The Malaysian Insider reported earlier today that The Guardian has terminated writer Joshua Trevino’s services as he had quoted Datuk Seri Najib Razak while freelancing for the British newspaper last year without disclosing multiple conflicts of interest.
Immediately prior to the stint, Trevino worked as a consultant for a company implicated in a news-fixing campaign financed by the Malaysian government and was also running a website that attacked Datuk Seri Anwar Ibrahim and other opposition interests here.
The American commentator had also reported extensively in the past few years on Anwar’s Sodomy II trial on his Malaysia Matters website, which is now defunct.
Trevino had also frequently criticised Anwar in his other columns in other publications such as the Huffington Post.
FBC Media, the company alleged to have been referred to by The Guardian, made eight programmes for the BBC about Malaysia while failing to declare it was paid £17 million (RM85 million) by the Malaysian government for “global strategic communications” which included positive coverage of Malaysia’s controversial palm oil industry.

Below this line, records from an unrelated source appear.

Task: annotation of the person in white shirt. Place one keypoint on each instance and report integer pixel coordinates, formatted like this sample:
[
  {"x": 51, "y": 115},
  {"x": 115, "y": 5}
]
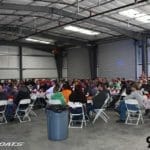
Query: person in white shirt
[
  {"x": 51, "y": 89},
  {"x": 135, "y": 94}
]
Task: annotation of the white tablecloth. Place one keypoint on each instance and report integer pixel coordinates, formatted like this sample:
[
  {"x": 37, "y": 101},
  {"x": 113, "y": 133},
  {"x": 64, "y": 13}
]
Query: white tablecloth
[{"x": 146, "y": 103}]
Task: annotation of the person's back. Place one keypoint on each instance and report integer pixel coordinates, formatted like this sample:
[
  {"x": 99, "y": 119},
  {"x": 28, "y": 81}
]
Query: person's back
[
  {"x": 3, "y": 95},
  {"x": 99, "y": 99},
  {"x": 77, "y": 95},
  {"x": 23, "y": 93},
  {"x": 66, "y": 91},
  {"x": 58, "y": 95}
]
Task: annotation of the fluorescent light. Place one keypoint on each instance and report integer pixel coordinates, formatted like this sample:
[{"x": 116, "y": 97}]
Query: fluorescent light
[
  {"x": 80, "y": 30},
  {"x": 131, "y": 13},
  {"x": 144, "y": 19},
  {"x": 37, "y": 41}
]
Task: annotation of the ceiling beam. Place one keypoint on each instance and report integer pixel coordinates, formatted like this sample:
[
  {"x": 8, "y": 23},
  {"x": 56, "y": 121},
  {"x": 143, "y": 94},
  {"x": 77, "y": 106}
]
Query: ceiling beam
[
  {"x": 78, "y": 17},
  {"x": 37, "y": 46},
  {"x": 57, "y": 38}
]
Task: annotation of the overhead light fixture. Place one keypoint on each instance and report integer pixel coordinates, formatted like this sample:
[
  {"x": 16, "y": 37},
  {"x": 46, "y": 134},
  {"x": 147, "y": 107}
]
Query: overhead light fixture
[
  {"x": 131, "y": 13},
  {"x": 144, "y": 19},
  {"x": 37, "y": 40},
  {"x": 81, "y": 30}
]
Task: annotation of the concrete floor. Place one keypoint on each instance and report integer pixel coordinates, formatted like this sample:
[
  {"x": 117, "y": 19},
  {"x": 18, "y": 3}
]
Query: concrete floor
[{"x": 100, "y": 136}]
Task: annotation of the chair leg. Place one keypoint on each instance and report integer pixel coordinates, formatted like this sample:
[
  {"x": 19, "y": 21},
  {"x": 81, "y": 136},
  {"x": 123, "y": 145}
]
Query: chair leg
[
  {"x": 32, "y": 113},
  {"x": 4, "y": 120}
]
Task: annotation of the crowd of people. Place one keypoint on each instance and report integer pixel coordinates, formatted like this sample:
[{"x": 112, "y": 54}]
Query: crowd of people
[{"x": 79, "y": 90}]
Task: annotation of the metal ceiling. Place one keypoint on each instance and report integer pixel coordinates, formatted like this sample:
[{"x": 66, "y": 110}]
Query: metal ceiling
[{"x": 20, "y": 19}]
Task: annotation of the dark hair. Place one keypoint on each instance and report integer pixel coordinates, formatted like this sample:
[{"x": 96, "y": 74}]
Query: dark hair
[
  {"x": 135, "y": 85},
  {"x": 66, "y": 86},
  {"x": 56, "y": 88},
  {"x": 78, "y": 88}
]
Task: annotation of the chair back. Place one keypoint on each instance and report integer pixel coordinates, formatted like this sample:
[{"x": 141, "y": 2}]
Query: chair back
[
  {"x": 25, "y": 101},
  {"x": 76, "y": 106},
  {"x": 54, "y": 102},
  {"x": 3, "y": 104},
  {"x": 106, "y": 102},
  {"x": 131, "y": 102},
  {"x": 132, "y": 105}
]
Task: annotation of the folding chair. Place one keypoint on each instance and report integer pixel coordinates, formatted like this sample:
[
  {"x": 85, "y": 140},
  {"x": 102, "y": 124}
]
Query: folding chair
[
  {"x": 31, "y": 107},
  {"x": 134, "y": 113},
  {"x": 23, "y": 110},
  {"x": 77, "y": 115},
  {"x": 3, "y": 104},
  {"x": 101, "y": 112}
]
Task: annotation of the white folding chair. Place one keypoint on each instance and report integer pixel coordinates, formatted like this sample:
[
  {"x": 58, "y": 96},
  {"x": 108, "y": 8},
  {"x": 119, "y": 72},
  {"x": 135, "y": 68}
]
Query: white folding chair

The BBC also used FBC to make a documentary about the spring uprising in Egypt without knowing the firm was paid to do PR work for the regime of former dictator Hosni Mubarak.

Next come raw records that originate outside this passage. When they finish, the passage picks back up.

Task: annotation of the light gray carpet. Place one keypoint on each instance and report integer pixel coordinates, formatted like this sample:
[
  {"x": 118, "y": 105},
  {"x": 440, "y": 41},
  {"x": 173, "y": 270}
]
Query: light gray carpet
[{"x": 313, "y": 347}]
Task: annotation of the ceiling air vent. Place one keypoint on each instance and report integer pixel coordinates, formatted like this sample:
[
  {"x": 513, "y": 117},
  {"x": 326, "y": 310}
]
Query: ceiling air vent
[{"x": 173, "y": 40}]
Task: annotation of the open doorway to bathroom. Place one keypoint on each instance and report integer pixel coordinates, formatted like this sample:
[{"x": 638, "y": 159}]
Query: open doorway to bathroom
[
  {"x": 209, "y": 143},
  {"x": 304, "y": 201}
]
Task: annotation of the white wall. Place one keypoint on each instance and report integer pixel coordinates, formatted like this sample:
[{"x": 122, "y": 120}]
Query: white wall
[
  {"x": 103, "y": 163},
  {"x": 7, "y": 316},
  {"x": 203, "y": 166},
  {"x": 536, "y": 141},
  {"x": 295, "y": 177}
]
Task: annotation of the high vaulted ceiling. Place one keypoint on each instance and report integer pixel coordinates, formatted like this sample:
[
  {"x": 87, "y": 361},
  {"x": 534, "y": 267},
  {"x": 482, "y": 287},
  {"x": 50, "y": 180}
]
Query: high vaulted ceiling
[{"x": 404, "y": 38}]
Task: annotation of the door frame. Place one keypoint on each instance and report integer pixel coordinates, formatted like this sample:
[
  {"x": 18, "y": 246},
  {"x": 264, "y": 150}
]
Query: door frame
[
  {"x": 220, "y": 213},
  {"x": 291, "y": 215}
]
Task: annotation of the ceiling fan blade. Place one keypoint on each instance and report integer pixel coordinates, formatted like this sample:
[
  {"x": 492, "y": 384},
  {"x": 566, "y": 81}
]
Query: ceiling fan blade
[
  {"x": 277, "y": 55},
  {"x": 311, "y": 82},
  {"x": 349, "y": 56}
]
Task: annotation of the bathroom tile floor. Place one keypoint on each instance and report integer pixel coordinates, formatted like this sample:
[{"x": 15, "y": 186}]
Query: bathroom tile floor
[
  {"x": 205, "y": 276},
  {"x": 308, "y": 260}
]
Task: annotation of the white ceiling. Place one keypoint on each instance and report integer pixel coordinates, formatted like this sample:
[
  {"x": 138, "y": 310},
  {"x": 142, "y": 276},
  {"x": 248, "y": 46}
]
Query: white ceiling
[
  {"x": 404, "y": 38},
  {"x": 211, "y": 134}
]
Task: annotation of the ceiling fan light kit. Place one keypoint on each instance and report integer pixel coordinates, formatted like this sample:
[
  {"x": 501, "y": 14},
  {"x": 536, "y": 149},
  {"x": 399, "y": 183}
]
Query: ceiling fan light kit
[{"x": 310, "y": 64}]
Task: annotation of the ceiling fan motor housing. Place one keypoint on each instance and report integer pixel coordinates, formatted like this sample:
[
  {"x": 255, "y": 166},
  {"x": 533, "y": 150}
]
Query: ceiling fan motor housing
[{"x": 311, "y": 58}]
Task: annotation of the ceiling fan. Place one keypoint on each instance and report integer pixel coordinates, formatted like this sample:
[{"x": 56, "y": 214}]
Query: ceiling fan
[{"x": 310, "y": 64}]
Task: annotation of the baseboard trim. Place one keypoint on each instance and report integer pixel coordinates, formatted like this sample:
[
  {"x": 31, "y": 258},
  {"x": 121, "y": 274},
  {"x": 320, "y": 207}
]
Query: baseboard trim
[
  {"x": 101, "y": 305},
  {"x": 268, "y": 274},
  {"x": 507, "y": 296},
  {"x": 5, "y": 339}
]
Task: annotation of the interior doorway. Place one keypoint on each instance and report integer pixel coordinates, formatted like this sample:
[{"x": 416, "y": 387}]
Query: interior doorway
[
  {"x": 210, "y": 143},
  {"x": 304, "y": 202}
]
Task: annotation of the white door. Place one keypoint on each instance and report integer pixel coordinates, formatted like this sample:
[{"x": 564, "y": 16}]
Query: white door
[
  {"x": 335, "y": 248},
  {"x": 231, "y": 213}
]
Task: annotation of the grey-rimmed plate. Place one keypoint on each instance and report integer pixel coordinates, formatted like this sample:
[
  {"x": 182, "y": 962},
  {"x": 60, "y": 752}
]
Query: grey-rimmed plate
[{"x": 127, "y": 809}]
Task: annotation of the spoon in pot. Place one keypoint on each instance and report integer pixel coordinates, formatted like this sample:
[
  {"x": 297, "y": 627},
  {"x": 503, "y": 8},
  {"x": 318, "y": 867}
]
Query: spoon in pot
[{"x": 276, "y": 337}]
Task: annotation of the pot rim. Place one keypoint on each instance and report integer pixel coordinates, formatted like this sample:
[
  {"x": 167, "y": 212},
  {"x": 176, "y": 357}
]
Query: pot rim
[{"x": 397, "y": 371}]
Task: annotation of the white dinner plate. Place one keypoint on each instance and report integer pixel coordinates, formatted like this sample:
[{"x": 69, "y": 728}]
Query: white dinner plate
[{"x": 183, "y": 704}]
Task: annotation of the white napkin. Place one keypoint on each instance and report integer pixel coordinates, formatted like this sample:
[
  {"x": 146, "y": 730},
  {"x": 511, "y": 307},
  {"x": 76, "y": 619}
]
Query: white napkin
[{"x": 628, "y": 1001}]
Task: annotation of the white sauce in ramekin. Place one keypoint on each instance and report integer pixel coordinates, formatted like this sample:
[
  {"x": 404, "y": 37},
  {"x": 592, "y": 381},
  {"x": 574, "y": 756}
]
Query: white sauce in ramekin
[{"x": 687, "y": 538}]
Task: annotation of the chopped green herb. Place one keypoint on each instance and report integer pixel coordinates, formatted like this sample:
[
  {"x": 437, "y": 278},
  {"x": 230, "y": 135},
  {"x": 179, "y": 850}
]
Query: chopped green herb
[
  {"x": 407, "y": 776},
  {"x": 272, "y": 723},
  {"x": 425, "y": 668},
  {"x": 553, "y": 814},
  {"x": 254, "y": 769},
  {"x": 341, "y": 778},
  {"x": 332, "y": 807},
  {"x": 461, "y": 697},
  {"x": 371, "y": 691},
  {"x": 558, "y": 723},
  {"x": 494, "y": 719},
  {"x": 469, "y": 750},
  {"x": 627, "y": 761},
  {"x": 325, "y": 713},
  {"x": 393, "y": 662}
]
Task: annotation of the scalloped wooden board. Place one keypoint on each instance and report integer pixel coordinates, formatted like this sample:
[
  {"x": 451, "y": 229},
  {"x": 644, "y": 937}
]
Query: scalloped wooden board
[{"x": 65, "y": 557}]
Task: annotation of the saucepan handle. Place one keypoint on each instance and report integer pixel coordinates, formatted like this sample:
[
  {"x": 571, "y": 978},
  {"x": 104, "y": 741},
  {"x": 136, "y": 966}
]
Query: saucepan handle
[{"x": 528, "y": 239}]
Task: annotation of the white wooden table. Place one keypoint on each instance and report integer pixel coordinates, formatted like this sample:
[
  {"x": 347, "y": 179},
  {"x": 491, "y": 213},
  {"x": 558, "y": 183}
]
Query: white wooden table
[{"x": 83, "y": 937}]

The BBC was forced to make a public apology over the matter.
FBC had also been exposed to have doubled up as a publicity firm for the Najib government and was paid millions of pounds to conduct a “Global Strategic Communications Campaign”.
But Putrajaya last year ended its RM94 million contract with FBC, which started in 2007, after it was revealed Malaysian government leaders regularly appeared in paid-for-TV programmes.
Trevino was recently hired by The Guardian to be its conservative columnist in the United States. But his appointment had drawn a firestorm of protests from liberal activists after it emerged he had urged Israel to shoot at the humanitarian flotilla in 2011 that was seeking to break its naval blockade of Gaza.
When boats carrying unarmed civilian activists attempted in June 2011 to break the blockade of Gaza, Treviño tweeted out a message to the Israeli army: “Dear IDF: If you end up shooting any Americans on the new Gaza flotilla — well, most Americans are cool with that. Including me.”
Trevino also reportedly called the flotilla a “Nazi convoy.”
Nik Nazmi said today it was ironic that Umno and BN leaders often attack Anwar and Pakatan Rakyat (PR) here for being anti-Islamic and pro-Zionist but yet hire consultants known for their hardline Zionist views to burnish their credentials abroad.
“The hypocritical stance of portraying Anwar as anti-Israeli abroad while portraying him as an Israeli lackey back home exposes the hollow and desperate tactics of Umno-BN,” he said.
The Malaysian Insider previously reported that Najib had contracted a series of public relations strategists, including APCO Worldwide, to polish his personal image and his government’s locally and worldwide.
Late last year the government said image consultants FBC Media helped raise the standing of Malaysia as a tourism and investment destination during the RM94 million three-year deal that began in 2007.
Minister in the Prime Minister’s Department Datuk Seri Nazri Aziz told Parliament that the London-based media company, which is facing bankruptcy, “supported the efforts of government leaders and ministers” to burnish the country’s image overseas.